South American Suite Op.23

Premiered by Jack Gibbons in Oxford in 1996. The work is included on Lionel’s piano album ‘Andalusian Fantasy’ (Navona Records NV5999). The seven movements are:

Passeio
Saudade
Rumba
Canção
Recuerdos de España
Escuridão
Bacchanale

In his liner notes Jeremy Nicholas writes: “The Suite draws its inspiration from the rhythms of South America, in particular Brazil, as reflected in the Portuguese titles for several of its movements. Yet in the first two there is more than a glimpse of North America and the blues. Passeio (‘promenade’ or ‘stroll’) puts one in mind of a Fats Waller number, while some of the harmonies of Saudade (an untranslatable word implying a sense of nostalgic longing) are distinctly Gershwinesque, its blues-like musings twice interrupted by an impressionistic passage evoking the mysterious depths of the rain forest. Rumba is a highly virtuoso toccata, which sends both hands off in dizzying, distinct interplay. Canção (‘song’) is lazy and languid, taking us, perhaps, to the edge of a lake and its lapping waters; the short middle part lapses briefly into a gentle tango. Recuerdos de España – which might be translated as ‘Echoes of Spain’ – is the second number of the Suite to demand a bravura technique, and reflects the specifically Spanish musical legacy to the South American continent; the middle section returns us once more to the world of flamenco, with the piano cleverly evoking the insistent, plaintive wail of cante jondo. Escuridão (‘darkness’) is marked disagio (‘uneasy’), and again might suggest the black depths of the rain forest where we might imagine a wild animal is prowling – “a feeling of danger and uncertainty in a strange twilight world,” says Sainsbury. The highly virtuosic finale of the Suite is an orgiastic, almost Alkanesque Bacchanale”.

Instrumentation

piano solo

Duration

c.17 minutes

Year Completed

1996

Reviews

… a work of contrasts, from the slow and gentle Canção, with its wonderfully laid-back tempo, to the energetic Recuerdos de España with its shifting moods, and from the rich and mysterious Escuridão to the final Bacchanale.

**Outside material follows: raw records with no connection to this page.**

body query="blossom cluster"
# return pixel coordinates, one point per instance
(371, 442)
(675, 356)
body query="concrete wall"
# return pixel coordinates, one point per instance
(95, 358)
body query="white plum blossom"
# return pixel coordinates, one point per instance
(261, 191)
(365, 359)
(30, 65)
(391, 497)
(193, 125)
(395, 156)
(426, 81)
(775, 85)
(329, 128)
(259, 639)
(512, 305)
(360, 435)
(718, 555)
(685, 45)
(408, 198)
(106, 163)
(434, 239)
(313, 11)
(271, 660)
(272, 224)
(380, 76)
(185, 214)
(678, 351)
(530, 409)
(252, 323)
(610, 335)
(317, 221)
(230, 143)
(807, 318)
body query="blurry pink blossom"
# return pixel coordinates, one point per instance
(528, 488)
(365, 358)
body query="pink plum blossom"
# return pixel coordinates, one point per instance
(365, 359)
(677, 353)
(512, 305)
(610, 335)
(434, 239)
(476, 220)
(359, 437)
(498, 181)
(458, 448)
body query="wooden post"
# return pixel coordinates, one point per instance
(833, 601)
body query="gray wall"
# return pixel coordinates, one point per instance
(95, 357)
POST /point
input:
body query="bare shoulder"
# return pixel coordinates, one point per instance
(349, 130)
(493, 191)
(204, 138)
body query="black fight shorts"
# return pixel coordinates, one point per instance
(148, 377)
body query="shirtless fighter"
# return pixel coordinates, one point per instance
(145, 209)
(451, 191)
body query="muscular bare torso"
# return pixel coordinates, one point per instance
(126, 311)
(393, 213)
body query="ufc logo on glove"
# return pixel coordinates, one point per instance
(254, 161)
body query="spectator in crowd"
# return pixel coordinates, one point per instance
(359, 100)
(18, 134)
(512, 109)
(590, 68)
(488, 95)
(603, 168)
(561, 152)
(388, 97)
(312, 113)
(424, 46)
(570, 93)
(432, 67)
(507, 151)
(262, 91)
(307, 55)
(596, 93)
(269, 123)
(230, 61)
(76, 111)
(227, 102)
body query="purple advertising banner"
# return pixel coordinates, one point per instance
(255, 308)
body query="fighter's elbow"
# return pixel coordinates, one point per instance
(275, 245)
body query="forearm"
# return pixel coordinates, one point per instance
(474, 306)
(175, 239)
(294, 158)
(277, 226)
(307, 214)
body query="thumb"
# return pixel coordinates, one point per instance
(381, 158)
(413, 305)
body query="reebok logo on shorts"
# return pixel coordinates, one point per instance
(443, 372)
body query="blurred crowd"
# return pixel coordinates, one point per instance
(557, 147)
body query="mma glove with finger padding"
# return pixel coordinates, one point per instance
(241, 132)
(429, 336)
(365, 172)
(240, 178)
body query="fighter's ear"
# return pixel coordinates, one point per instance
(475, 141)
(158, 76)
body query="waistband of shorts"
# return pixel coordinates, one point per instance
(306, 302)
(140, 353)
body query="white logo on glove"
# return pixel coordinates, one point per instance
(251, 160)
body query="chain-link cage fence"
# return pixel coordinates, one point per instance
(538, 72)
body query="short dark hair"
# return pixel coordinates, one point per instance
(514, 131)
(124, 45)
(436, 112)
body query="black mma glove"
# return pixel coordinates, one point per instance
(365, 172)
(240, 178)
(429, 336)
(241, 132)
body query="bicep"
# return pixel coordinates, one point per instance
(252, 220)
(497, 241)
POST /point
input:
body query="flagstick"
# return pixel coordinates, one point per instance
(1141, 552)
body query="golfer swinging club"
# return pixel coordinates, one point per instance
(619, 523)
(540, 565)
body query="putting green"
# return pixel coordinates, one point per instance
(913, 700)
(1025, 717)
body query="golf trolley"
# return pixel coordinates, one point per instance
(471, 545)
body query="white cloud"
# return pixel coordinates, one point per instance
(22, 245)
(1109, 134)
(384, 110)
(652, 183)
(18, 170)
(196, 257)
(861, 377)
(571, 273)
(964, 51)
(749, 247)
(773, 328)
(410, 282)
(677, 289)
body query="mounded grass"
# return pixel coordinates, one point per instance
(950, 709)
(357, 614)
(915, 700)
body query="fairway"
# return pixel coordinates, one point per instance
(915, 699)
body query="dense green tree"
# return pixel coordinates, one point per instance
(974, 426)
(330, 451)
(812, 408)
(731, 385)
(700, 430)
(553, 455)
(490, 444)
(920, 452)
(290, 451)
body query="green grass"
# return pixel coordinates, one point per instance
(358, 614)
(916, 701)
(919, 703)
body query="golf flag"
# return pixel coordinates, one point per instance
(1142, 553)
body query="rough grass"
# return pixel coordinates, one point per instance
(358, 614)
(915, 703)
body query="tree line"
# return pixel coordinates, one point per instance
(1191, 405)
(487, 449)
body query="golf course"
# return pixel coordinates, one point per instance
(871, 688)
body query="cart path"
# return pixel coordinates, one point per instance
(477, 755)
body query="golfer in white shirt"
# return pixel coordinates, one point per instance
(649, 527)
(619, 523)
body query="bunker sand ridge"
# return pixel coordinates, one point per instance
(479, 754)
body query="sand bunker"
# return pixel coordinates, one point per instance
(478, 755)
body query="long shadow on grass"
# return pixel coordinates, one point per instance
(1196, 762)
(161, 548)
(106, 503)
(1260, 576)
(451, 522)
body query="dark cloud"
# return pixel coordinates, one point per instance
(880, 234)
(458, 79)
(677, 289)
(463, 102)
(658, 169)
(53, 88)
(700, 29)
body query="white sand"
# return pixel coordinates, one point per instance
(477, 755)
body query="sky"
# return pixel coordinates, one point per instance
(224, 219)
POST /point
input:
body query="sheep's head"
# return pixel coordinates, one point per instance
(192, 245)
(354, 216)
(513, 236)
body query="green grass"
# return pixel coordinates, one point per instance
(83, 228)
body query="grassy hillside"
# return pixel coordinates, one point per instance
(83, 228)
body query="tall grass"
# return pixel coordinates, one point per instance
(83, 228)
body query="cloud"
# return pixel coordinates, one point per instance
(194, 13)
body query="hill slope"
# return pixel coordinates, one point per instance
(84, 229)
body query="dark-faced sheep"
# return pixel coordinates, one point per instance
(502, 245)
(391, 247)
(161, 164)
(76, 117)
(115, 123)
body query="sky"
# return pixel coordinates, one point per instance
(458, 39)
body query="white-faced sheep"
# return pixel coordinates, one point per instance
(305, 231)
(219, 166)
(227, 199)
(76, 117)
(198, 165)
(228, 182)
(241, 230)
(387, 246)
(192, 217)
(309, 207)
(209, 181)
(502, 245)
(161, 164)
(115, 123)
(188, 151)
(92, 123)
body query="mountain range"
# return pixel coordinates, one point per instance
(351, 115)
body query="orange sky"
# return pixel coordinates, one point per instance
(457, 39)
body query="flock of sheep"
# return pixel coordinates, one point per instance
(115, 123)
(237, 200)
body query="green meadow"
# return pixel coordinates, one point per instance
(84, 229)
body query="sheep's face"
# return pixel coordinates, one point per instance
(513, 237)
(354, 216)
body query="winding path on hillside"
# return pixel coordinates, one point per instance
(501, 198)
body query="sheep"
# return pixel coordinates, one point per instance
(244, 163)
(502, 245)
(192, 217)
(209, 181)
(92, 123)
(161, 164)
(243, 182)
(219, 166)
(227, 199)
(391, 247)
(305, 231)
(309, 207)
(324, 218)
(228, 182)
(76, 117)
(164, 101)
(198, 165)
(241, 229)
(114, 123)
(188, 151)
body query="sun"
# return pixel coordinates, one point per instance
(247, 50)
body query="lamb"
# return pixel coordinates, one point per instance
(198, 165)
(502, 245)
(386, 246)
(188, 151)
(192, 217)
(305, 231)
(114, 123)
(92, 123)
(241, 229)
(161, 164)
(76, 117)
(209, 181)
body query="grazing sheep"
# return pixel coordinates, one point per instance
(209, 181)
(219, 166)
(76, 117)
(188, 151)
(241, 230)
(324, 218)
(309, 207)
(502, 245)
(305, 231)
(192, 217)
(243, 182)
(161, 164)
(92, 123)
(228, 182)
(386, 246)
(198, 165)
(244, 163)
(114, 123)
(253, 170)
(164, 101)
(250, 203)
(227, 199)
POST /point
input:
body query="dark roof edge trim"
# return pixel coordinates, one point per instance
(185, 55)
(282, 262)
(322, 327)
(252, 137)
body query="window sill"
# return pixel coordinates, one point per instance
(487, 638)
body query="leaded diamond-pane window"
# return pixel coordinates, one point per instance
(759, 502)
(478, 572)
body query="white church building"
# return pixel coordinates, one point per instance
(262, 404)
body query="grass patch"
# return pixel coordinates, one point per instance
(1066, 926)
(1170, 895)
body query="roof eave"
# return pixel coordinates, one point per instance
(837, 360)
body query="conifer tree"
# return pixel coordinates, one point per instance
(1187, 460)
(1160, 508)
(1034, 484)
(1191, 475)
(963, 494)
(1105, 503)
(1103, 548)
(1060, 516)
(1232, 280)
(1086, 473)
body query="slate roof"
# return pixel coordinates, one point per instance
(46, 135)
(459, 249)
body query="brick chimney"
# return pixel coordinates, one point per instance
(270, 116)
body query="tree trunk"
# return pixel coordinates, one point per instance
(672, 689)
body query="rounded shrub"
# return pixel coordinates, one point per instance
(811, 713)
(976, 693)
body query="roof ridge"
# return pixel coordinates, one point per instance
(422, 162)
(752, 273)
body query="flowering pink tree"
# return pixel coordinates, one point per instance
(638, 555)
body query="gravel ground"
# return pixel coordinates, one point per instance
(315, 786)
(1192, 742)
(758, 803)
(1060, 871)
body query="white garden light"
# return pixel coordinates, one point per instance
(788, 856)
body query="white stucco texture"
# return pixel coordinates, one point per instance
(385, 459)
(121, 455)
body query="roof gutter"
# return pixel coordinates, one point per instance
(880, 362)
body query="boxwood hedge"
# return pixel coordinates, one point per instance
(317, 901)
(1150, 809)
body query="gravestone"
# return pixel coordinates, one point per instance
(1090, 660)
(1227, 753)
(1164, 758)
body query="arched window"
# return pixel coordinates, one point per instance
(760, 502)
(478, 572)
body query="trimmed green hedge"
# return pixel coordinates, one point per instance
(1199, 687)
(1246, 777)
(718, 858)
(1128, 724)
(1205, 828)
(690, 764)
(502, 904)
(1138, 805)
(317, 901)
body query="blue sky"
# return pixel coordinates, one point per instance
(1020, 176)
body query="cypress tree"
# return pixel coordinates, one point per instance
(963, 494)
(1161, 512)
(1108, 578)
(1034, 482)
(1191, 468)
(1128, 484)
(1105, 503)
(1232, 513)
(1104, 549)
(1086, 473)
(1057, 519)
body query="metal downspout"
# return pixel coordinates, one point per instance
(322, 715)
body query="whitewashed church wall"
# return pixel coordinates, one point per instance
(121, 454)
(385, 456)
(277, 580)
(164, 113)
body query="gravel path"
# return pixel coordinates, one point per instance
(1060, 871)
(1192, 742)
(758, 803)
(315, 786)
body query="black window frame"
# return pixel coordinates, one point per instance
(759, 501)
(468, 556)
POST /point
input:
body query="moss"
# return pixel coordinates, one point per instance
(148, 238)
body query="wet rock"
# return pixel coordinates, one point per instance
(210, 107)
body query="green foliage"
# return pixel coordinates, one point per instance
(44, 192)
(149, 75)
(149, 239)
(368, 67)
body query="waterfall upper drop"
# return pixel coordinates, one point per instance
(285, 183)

Album Review : Andalusian Fantasy

… a pot-pourri of dance rhythms, opening with a genial Promenade whose melody lingers long in the mind. Saudade and Rumba have a melancholy air, but are followed by a love song and a thoroughly virtuosic evocation of Spain… brilliant florid decoration… with the orgiastic Bacchanale which concludes, this set is colourful enough to win many friends.